Becca Kelly Slaughter, a commissioner at the Federal Trade Commission, got her job back last Wednesday. She immediately requested a vote to restore the FTC’s “click to cancel” rule, which would make it easier to end recurring subscriptions. On Friday, she issued a dissent in the FTC’s decision to stop defending its ban on employee noncompete agreements in federal court. In just a few days, she had fulfilled the mission of the agency of protecting workers and consumers.
So by Monday, she was out of a job again.
U.S. Chief Justice John Roberts, in a perverse ruling at odds with a 90-year-old direct precedent, issued a stay of a D.C. district court’s order reversing the illegal firing of Slaughter by President Trump earlier this year. This effectively allows Trump to fire Slaughter for now, pending ongoing review of the case.
Trump, and therefore Roberts, doesn’t want a dissenting voice at the FTC pointing out all the ways that he is governing by and for the wealthy and immiserating ordinary people in the process. So Slaughter had to go, and quickly. Trump’s lapdog in black robes eagerly complied with the request.
The biggest example of this is the FTC’s surrender on the noncompete ban, one of the signature achievements of the agency under Lina Khan. Noncompete clauses stuck into employment contracts prohibit workers from leaving to join another company in the same field for a prescribed period. While originally used for top executives with proprietary information about businesses, they have more recently been imposed on pet groomers, fast-food workers, janitors, and more. About 1 in 5 workers have a noncompete agreement in their employment contract.

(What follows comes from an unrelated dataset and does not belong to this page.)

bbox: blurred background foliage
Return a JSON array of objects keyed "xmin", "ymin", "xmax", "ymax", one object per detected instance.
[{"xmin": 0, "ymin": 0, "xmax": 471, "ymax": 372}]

The goal is obvious: to suppress wages by preventing the free movement of labor that might create competition for their services. One could even say this is against capitalism as traditionally understood; economists in the mold of Adam Smith typically argue the market for labor is supposed to be open and competitive, to incentivize the most productive use of it. The FTC estimated that workers would gain $400 billion over a decade from this rule, in the form of higher wages.